Is this experience worth the pain, and the drive out to nowheresville? Potholes that give blisters through gloves over 60 miles as one race report describes?
Looking for a good road race without insane climbing. Any suggestions?


----------



## travis200 (Oct 29, 2002)

Sorry no experience with Leesville but Zamora RR is coming up not too much climbing just real hot with some crappy roads even though they say 75% good I say at most 25% decent. Winters and San Ardo RR do not offer too much climbing and the roads are decent. Stay away from Patterson Pass if you don't want to climb. The race is Sweet IMO with 1 big nasty headwind hill the rest is pretty fast.


----------



## tobu (Dec 19, 2004)

Leesville is a good Northern California Classic Road Race. It's run over some sections of fairly rough roads with a few sections of hard pack with minor gravel, It used to be more selective when it was actually run as two laps for the upper catagories. There's only one major climb, coming in the first part of the race, and it's not that selective since I can't imagine more than a third of the riders getting dropped. You have to be in at least the 2nd group over the top but it most often comes back together on the ensuing downhill, rolling, and flat sections. It's very unlikely that a climber will win this race, and the consensus is that this race favors all - arounders or sprinters in good form.


----------



## peterpen (May 5, 2004)

Where is there info for entering Zamora? (I don't understand promoters who hold races and can't be bothered to put up a basic website...)

There's also Coyote Creek Crit coming up in San Jose, which is a 1.8 mile circuit race - if it's anything like Brisbane it should be pretty fun.

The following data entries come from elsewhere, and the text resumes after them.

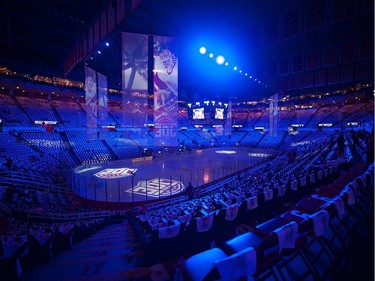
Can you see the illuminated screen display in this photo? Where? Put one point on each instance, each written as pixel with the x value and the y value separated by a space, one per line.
pixel 198 113
pixel 219 113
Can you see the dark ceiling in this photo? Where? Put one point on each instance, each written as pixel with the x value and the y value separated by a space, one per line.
pixel 37 36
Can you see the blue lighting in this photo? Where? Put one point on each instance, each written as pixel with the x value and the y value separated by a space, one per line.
pixel 220 59
pixel 202 50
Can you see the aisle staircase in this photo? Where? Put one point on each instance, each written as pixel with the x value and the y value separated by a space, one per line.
pixel 112 253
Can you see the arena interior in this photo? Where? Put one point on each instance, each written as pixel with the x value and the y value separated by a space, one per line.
pixel 187 140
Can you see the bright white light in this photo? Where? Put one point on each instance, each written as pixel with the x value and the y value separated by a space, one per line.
pixel 220 59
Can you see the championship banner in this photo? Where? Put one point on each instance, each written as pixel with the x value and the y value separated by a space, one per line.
pixel 273 113
pixel 229 121
pixel 91 103
pixel 134 80
pixel 165 91
pixel 102 104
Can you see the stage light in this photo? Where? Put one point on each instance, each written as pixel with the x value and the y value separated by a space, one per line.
pixel 202 50
pixel 220 59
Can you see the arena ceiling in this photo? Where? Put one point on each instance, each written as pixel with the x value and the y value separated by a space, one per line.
pixel 37 36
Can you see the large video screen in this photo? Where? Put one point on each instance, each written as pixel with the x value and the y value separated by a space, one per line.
pixel 198 113
pixel 219 113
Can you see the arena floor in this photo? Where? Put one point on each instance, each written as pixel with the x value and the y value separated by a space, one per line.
pixel 150 178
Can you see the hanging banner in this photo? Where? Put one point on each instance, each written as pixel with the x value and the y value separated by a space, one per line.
pixel 165 91
pixel 134 80
pixel 102 105
pixel 273 114
pixel 91 103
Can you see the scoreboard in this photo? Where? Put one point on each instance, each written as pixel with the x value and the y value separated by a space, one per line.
pixel 207 112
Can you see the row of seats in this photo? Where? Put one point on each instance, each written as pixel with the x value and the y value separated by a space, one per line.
pixel 303 241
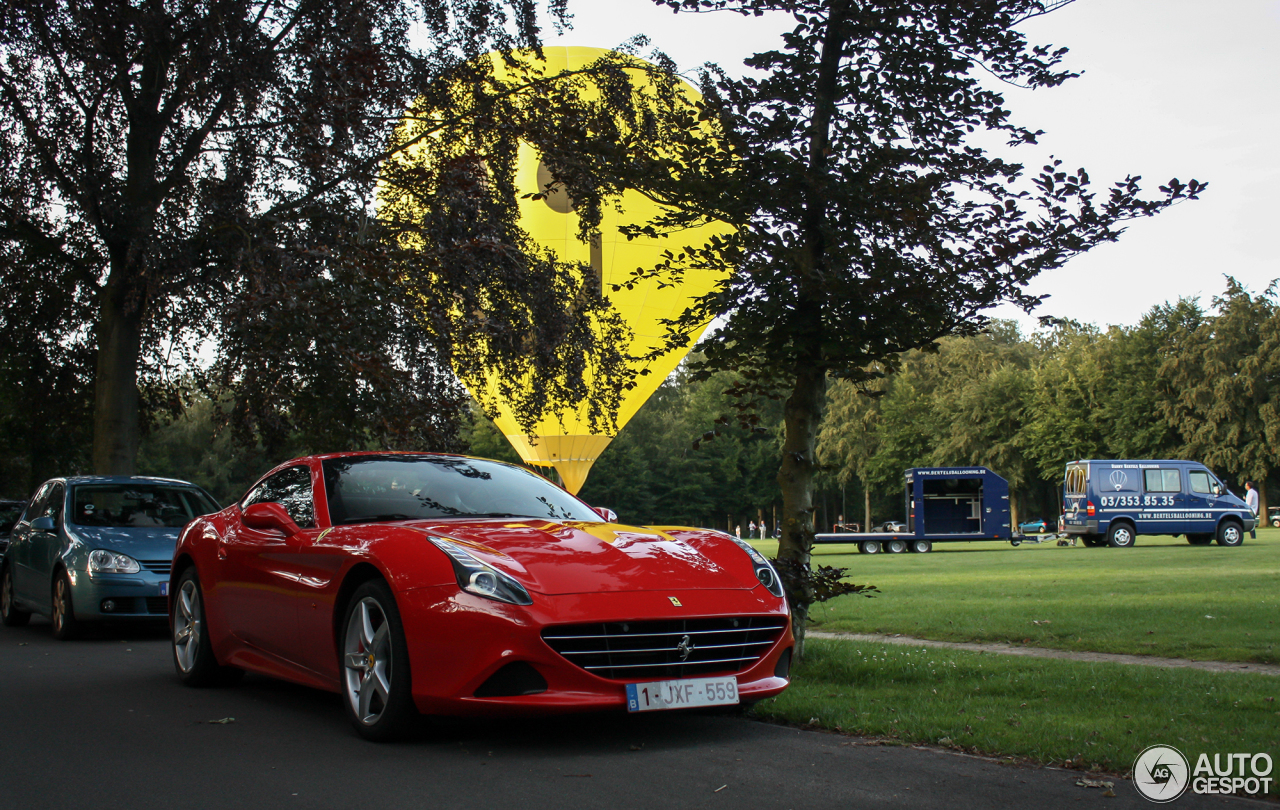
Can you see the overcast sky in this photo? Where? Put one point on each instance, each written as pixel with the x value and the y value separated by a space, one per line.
pixel 1187 88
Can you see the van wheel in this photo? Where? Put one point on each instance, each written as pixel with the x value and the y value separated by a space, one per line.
pixel 1120 535
pixel 1229 532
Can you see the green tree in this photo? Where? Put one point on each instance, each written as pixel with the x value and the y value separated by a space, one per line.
pixel 867 222
pixel 205 172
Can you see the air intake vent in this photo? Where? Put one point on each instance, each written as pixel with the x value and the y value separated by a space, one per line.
pixel 667 649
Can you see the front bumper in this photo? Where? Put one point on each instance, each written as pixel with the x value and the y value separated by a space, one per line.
pixel 120 595
pixel 457 641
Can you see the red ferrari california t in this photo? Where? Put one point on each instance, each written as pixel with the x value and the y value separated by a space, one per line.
pixel 449 585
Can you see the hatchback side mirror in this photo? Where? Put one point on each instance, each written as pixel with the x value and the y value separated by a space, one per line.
pixel 268 516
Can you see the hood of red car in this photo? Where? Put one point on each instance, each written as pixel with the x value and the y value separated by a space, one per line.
pixel 572 558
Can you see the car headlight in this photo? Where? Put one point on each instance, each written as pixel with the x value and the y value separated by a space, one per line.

Sometimes the field can make a hilly course not so bad - I just did Pescadero in the 5's and it was pretty mellow, despite 3000' climbing. I was kinda nervous about it because I'm no mountain goat, but the pace was fairly easy until the final climb. Super fun course, too.


----------



## peterpen (May 5, 2004)

fyi, per the USCF district rep, no permit application has been filed for Zamora RR, so it doesn't look like it is happening.


----------